# Carl Orff



## deprofundis (Apr 25, 2014)

At first i did not think mutch of Orff carmina Burana.All do i heard, a Fortune, Empress of the world
everywhere in movie, but not there rest of it.I really like I in spring, one of the highlight of this composition.But each time i lisen to it grow on me and i hear new things i did not heard before. sutch work has a complexity that is outstanding.

Should i pick up Wagner(Orff fan like Wagner apparently) since Orff is my cup of tea, or more Carl Orff.I own a big thanks to magma (french zheul) that site em as influencial. because of em i discover Orff masterpiece.

That about it have a nice day guys:tiphat:


----------



## techniquest (Aug 3, 2012)

Wagner and Orff are _very_ different musically. I would suggest, since you are currently exploring 'Carmina Burana', that you listen to the other two works that make up the trilogy (of which 'Burana is the first), "Catulli Carmina" and "Trionfo di Afrodite".
"Catulli Carmina" is mostly entirely vocal, with instrumentation - consisting of two pianos and percussion - only present during the first section. "Trionfo di Afrodite" has chorus, soloists and full orchestra, but has a much sparser feel to it than 'Carmina Burana'. Both works are fascinating to listen to; I hope you enjoy them.


----------



## elgar's ghost (Aug 8, 2010)

Try and listen to other Orff if you can - in addition to the ones mentioned by Techniquest I recommend Der Mond (the Moon) and Die Kluge (the Wise Woman) - both after tales by the Grimm Brothers.

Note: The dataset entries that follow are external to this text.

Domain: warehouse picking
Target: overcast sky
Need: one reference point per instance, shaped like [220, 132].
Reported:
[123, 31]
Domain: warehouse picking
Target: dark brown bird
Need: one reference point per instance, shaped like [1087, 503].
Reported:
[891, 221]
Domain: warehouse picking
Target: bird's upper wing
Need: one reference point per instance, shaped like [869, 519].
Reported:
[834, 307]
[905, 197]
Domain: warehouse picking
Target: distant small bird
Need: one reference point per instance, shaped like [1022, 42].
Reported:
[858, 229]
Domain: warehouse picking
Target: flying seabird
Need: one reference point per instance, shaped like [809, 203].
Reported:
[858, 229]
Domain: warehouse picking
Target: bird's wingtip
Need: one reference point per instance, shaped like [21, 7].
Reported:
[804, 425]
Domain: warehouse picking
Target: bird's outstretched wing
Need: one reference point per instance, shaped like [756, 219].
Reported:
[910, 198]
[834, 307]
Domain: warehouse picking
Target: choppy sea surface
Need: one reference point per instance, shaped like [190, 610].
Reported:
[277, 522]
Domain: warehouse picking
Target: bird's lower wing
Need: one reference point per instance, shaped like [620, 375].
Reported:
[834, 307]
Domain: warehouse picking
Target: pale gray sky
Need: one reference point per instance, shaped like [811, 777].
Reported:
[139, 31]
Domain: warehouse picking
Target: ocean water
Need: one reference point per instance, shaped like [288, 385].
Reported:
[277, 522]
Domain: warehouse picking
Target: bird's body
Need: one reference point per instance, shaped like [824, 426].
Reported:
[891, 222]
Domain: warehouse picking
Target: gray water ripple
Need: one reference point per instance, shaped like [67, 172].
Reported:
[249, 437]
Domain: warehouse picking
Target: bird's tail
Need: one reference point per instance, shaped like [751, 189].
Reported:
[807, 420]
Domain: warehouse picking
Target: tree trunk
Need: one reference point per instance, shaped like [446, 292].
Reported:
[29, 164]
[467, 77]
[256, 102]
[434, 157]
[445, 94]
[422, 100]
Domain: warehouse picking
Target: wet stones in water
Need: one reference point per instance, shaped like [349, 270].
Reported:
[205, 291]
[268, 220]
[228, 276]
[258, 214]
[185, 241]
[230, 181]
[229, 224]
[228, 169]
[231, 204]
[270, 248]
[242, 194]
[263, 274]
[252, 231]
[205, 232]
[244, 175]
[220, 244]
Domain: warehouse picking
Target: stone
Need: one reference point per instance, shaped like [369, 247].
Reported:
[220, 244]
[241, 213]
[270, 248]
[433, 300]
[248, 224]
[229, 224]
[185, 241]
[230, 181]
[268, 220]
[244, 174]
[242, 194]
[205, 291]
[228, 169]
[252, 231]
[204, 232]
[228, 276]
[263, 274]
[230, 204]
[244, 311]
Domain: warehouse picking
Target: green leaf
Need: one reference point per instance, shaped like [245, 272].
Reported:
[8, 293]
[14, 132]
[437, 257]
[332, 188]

Some of the instrumentation is characteristically sparse and the singing robust but Orff had a talent for using his forces to create an evocative, if occasionally unusual soundscape, whether it be medieval Germanic rusticity or the theatre of Ancient Rome/Greece.


----------



## PetrB (Feb 28, 2012)

I do wish TC had better search software for one, and the other wish is that when you go to the _Composer Guestbook_ category, that the listings there would be set to stay in alphabetical ordering.

The way it is, 'what is a _Composer Guestbook_' and its thoughtless format of listings in no particular order, it is easy for anyone to overlook the fact it exists, or when they do find it to not have the patience to read through a list of composers ordered arbitrarily as per date of last activity in a particular thread.

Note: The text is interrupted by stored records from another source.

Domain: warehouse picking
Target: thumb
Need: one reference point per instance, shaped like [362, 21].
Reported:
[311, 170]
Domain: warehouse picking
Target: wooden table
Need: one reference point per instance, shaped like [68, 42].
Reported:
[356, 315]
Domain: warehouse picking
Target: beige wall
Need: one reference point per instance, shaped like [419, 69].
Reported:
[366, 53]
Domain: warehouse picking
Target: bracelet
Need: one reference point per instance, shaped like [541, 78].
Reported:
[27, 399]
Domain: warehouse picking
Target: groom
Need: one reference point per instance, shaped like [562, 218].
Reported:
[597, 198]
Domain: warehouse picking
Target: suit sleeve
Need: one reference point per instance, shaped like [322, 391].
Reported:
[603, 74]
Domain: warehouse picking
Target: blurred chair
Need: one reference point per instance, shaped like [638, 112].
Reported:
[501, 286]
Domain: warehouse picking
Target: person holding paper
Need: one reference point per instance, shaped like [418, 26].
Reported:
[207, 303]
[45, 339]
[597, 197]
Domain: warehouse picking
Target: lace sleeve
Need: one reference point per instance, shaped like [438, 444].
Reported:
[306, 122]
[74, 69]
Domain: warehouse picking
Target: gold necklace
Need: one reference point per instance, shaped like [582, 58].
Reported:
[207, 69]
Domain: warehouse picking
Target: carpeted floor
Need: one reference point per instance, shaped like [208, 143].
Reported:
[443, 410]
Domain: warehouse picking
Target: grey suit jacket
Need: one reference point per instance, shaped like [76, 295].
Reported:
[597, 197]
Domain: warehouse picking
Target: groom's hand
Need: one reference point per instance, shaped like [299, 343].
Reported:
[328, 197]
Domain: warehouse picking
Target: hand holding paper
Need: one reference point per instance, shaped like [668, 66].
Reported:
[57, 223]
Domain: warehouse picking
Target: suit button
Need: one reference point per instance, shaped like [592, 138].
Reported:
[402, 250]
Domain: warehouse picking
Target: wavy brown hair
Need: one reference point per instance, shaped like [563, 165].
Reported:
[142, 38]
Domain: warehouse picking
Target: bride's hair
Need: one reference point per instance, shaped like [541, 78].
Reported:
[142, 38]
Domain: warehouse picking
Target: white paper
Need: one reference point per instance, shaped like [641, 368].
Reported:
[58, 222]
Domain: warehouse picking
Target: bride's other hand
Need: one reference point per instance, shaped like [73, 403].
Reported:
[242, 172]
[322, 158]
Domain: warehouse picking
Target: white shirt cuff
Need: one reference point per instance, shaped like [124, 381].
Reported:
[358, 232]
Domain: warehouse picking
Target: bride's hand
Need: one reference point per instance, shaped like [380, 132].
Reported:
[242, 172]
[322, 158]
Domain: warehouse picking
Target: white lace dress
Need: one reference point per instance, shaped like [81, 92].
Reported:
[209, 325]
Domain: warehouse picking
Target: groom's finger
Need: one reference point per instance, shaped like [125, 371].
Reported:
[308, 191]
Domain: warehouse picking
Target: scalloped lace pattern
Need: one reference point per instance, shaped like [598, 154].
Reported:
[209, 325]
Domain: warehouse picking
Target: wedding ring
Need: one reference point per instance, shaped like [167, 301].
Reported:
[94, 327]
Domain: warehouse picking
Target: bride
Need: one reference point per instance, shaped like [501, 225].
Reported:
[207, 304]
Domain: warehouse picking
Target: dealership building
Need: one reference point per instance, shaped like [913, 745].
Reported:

In the _composers Guestbook_ category -- but you have to scroll through what looks like a non-alphabetized list -- you will find:

http://www.talkclassical.com/5128-carl-orff.html

Best regards.


----------



## SONNET CLV (May 31, 2014)

deprofundis said:


> Should i pick up Wagner (Orff fan like Wagner apparently) since Orff is my cup of tea, or more Carl Orff.


Don't ask, just do. Try more Orff. Try some Wagner. Remember, the first piece you listen to by any composer may not necessarily be indicative of that composer's work, so don't turn away from someone on the basis of a single listen to a single work. Nor should you necessarily embrace a composer fully just because you liked the first thing you heard by him. But there is nothing wrong with exploring the music. Listen listen listen. There's a lot of stuff out there. Orff has some great stuff, Wagner has much great stuff.

I will recommend, that when you get around to it, take a listen to _Belshazzar's Feast_, a cantata by the English composer William Walton. You may find that interesting.

Meanwhile, if powerful choral/orchestra music is your thing, I'm sure you'll get many recommendations from folks at this site. If you happen to get to Verdi's Requiem, and Mozart's Requiem, you will find there's a whole new area of non-secular masterpieces to explore.


----------



## Guest (Jun 13, 2014)

PetrB said:


> I do wish TC had better search software for one, and the other wish is that when you go to the _Composer Guestbook_ category, that the listings there would be set to stay in alphabetical ordering.
> 
> The way it is, 'what is a _Composer Guestbook_' and its thoughtless format of listings in no particular order, it is easy for anyone to overlook the fact it exists, or when they do find it to not have the patience to read through a list of composers ordered arbitrarily as per date of last activity in a particular thread.
> 
> ...


I have always found it slightly bothersome looking through that subforum as well, until science gave us an updated index!


----------



## PetrB (Feb 28, 2012)

arcaneholocaust said:


> I have always found it slightly bothersome looking through that subforum as well, until science gave us an updated index!


Ideally, the site would provide an index, updated any time a new name is added in that category. As it is, _the very title of the category is not patently clear as to what it is about or how it is intended to function, and it is a general muddle-fumble about affair_.


----------



## techniquest (Aug 3, 2012)

> I will recommend, that when you get around to it, take a listen to Belshazzar's Feast, a cantata by the English composer William Walton. You may find that interesting.


What a fantastic piece of music, and an ace recommendation. Deprofundis, go listen to it now!


----------



## PetrB (Feb 28, 2012)

Stravinsky's _Les Noces_ was written and known to Orff before Orff composed _Carmina Burana._

Without the fact of _Les Noces,_ with its registration of solo singers, chamber choir, and its orchestra of four pianos and percussion, _Carmina Burana_ would have been unthinkable as we now know it.

So... Stravinsky, _Les Noces_ is a kind of must-listen recommend, along with his oratorio / opera, _Oedipus Rex._


----------